Foto 4: Típico avermelhamento vulvar causado por zearalenona durante a lactación, e muito evidente a diarreia por coliformes.
Diagnóstico terapêutico
Decide-se, portanto, tratar uma exploração de 1.000 porcas do grupo com um produto contra as micotoxinas durante um ano. Tratava-se de um produto que baseava a sua eficácia na adsorção, pelo que era eficaz, em orden decrescente, contra: aflatoxinas, ergotamina, ocratoxina, fumonisina; e uma base enzimática para as micotoxinas com pouca ou nula capacidade de serem adsorvidas como a zearalenona e tricotecenos (desoxinivalenol, T-2, HT-2, diacetoxiscirprenol, etc.). O produto usado tinha sido experimentado positivamente também como adsorvente de endotoxinas.

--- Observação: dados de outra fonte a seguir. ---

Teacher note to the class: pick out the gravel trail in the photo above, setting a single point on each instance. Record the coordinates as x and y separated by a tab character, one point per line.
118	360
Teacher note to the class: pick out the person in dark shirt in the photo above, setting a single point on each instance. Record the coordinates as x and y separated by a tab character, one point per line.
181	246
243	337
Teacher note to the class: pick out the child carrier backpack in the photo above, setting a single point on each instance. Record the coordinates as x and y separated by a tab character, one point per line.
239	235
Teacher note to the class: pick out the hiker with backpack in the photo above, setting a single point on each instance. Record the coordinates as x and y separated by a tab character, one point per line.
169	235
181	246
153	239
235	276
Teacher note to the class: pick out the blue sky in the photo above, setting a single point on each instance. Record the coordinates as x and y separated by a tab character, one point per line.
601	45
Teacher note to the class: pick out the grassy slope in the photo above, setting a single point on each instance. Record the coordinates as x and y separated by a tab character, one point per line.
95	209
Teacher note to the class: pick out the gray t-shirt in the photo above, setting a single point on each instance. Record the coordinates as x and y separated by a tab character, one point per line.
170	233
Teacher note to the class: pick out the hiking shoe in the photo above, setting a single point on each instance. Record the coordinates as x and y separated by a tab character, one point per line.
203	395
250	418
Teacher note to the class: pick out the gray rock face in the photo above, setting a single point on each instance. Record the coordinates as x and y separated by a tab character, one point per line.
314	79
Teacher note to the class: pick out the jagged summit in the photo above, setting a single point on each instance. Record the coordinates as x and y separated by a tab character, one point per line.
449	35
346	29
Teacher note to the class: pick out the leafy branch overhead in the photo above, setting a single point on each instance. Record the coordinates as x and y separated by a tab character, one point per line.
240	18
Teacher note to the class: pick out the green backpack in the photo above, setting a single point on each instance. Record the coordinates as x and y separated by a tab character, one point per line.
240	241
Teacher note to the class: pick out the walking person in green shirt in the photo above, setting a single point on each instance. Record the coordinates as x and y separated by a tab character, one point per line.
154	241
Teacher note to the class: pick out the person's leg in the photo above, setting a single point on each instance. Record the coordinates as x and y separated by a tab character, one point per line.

Não podendo criar um grupo experimental e um de controlo, acordou-se comparar o rendimento produtivo do ano em curso (com o tratamento) com os dados do ano precedente.
Resultados
A finais de ano compararam-se os resultados com os do ano anterior: o dado mais evidente foi, desde as primeiras semanas do início do tratamento, um aumento significativo do consumo de ração durante a lactação, de uns 1,4 kg/porca/dia de média. O aumento do consumo na maternidade provavelmente devia-se a um fenómeno de desintoxicação: as micotoxinas causam uma redução do consumo de ração e o seu principal órgão de acção é o fígado. Para os tricotecenos em concreto foi demonstrado um reflexo neurológico de rejeição da alimentação com ihibição directa do centro hipotalâmico do apetite, e a estimulação do centro da estimulação do vómito (Bonnet et al., 2012).
Segundo o relatório do veterinário da exploração, foram detectadas menos diarreias, com um consumo inferior de rações medicadas e especiais, as lactações eram mais regulares, quase desapareceram os casos de disgalaxia. Nas baterias, a necrose das orelhas, das caudass e da pele tinham diminuido notavelmente. Nas porcas não tratadas durante esse ano repetiram-se de vez em quando a situação e os sintomas descritos.
Na engorda, que inicialmente não se tinha tratado, e com base na anamnese e após o controlo no matadouro para verificar possíveis patologias intestinais específicas, aconselhou-se igualmente a protecção contra as micotoxinas: o tratamento fez desaparecer as diarreias e os prolapsos.
A tabela seguinte mostra a melhoria no rendimento geral da exploração das porcas tratadas:
IDC (dias) | Nados Mortos (%) | Nascidos vivos (n°/porca) | Desmamados porca ano (n°) |
-1,4 | -1,7% | +0,4 | +1,2 |
O resultado final convenceu os proprietários a adoptar uma estratégia permanente antimicotoxinas encaminhada para um maior controlo das matérias-primas à chegada, uso das melhores matérias-primas para os animais mais jovens e para os reprodutores, utilização de um produto válido contra as micotoxinas mais comuns no território. Resulta evidente que a sinergia entre o veterinário, o nutricionista e o responsável da exploração é necessária para poder implementar estratégias que não podem ser levadas a cabo individualmente, que requerem uma quantidade de informação à disposição das diversas fases e da cadeia produtiva e que portanto necessitam de contribuição profissional, conjunta e honesta destas figuras para tomar a decisão correcta e justificar alguns custos de gestão (leia-se alimentação), que o proprietário, o que toma a decisão, não aceitaria de outro modo num mercado do porco que luta pela obtenção de lucros.